S’il se passe quelque chose…


24/2/2017 à 20h00 - TEAT Champ Fleuri

THEATRE - HUMOUR
 


Présentation

S’il fallait ne trouver qu’une qualité pour distinguer Vincent Dedienne dans la foule des humoristes-chroniqueurs vus à la télé, ce pourrait être la langue. Il peut comme ses confrères l’avoir fourchue et fleurie, mais avec une finesse sophistiquée jusque dans le phrasé qui donne à ses interventions un délicieux supplément d’élégance.
Complice de Yann Barthès dans Quotidien, il est accompagné à la scène et à l’écriture par un poids lourd d’un autre genre : le génial François (Professeur) Rollin. S’il se passe quelque chose… est une autobiographie où la dérision, l’absurde et l’érudition s’embrassent. Dans ce premier spectacle, entre one man show et pièce de théâtre, Vincent Dedienne creuse un sillon qui n’appartient qu’à lui, celui d’un humour grand public dénué de méchanceté et riche d’une passion cultivée pour le théâtre, le cinéma et la littérature. C’est un peu comme voir Marguerite Duras et Muriel Robin se tenir la main. La classe.

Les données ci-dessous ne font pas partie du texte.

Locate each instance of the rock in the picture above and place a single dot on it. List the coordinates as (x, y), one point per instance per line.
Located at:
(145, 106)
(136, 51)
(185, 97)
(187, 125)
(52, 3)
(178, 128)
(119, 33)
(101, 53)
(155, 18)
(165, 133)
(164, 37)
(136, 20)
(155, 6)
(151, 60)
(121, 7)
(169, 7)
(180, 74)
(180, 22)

Vincent Dedienne, à l’inverse des stand-uppers vifs et vanneurs, propose un spectacle chic et plus doux

Vincent Dedienne, lé pa konm so bann kasèr ti boi eksité, sinonsa moukatèr. Alu, lu kado a nou in spektak na la klass, in spektak plin la tandrès

GQ

Distribution

Un seul en scène écrit par Vincent Dedienne, Juliette Chaigneau, Mélanie Le Moine et François Rollin
Mis en scène Juliette Chaigneau, François Rollin
Lumières Anne Coudret
Décors Lucie Joliot

Durée : 1h30
A voir dès 14 ans


Vincent Dedienne
“Je n’ai pas tous les codes de la pop culture”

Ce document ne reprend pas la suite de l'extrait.